Abe's two-day visit to Iran was the first by a Japanese prime minister in decades and was aimed at finding a diplomatic solution to the heightened tensions between Washington and Tehran.
Trump weighed in on Abe’s visit, saying that while he appreciated the prime minister's intentions, neither the U.S. nor Iran was ready for another deal. “They are not ready, and neither are we!” Trump wrote in a tweet.
Iran’s Supreme Leader Ali Khamenei, meanwhile, took a more personal shot at Trump, saying the U.S. president was just not “worthy” of his reply.
“I do not see Trump as worthy of any message exchange, and I do not have any reply for him, now or in future,” Iranian state media quoted Khamenei as saying, Reuters reported.
“I do not see Trump as worthy of any message exchange, and I do not have any reply for him, now or in future.”
But the effort to find a peaceful solution to the latest standoff quickly soured thanks to outside forces. On Tuesday, the day of Abe’s arrival, Iran-backed rebels in Yemen hit a Saudi airport, injuring 26 people.
On Thursday, two oil tankers in the Gulf of Oman were reportedly attacked, with Secretary of State Mike Pompeo blaming the Iranian regime for the “blatant assault.”
An Iranian vessel then removed an unexploded mine that had been attached to a Japanese-owned oil tanker which suffered serious damage after an explosion in the Gulf of Oman early Thursday, U.S. officials told Fox News, as the U.S. Navy released video purportedly showing the incident.
A U.S. official told Fox News an Iranian gunboat approached the Kokuka Courageous later in the day and removed the unexploded triangular-shaped limpet mine, the same type of mine used to damage four other tankers in the Gulf of Oman last month.
The official, who requested anonymity to discuss sensitive information, said the suspected Iranian vessel did not bear any flags, nor did the crew members wear any uniforms.
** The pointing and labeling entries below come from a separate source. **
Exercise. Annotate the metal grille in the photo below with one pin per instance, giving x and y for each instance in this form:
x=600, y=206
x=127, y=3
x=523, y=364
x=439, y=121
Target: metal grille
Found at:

But, the class of vessel, what the U.S. military has called a fast inshore attack craft (FIAC), was the same type of ship used by Iran to harass American warships in the Persian Gulf in recent years.
Meanwhile, Chinese President Xi Jinping met Friday with Iranian President Hassan Rouhani at a summit in Kyrgyzstan and reaffirmed Beijing’s commitment to foster ties with the Iranian regime, potentially irking American officials who fear a strengthening of ties between adversaries of the U.S.
Rouhani slammed the Trump administration during the summit, accusing it of pursuing an aggressive policy against Iran.
While the Iranian leader didn’t mention the tankers, he said the U.S. is "using all opportunities for radicalizing the situation, which undermines the stability not only in our region but in the whole world."
He added that America has been "carrying out an aggressive policy and posing a serious threat to regional stability."
Pompeo said during the news conference on Thursday that the claim that Iran perpetrated the attacks on oil tankers is based “intelligence, the weapons used, the level of expertise needed to execute the operation, recent similar Iranian attacks on shipping, and the fact that no proxy group operating in the area has the resources and proficiency to act with such a high degree of sophistication.”
He charged that Iran was working to disrupt the flow of oil through the Strait of Hormuz and this was a deliberate part of a campaign to escalate tension, adding that the U.S. would defend its forces and interests in the region, although he did not elaborate.
In a news release, Iran's U.N. Mission said the nation rejected claims that it was responsible for the incidents. "Iran stands ready to play an active and constructive role in ensuring the security of strategic maritime passages as well as promoting peace, stability and security in the region," the statement said.
Iran's foreign minister, Javad Zarif, meanwhile, said of the latest incident: "Suspicious doesn't begin to describe what likely transpired this morning."
The Associated Press contributed to this report.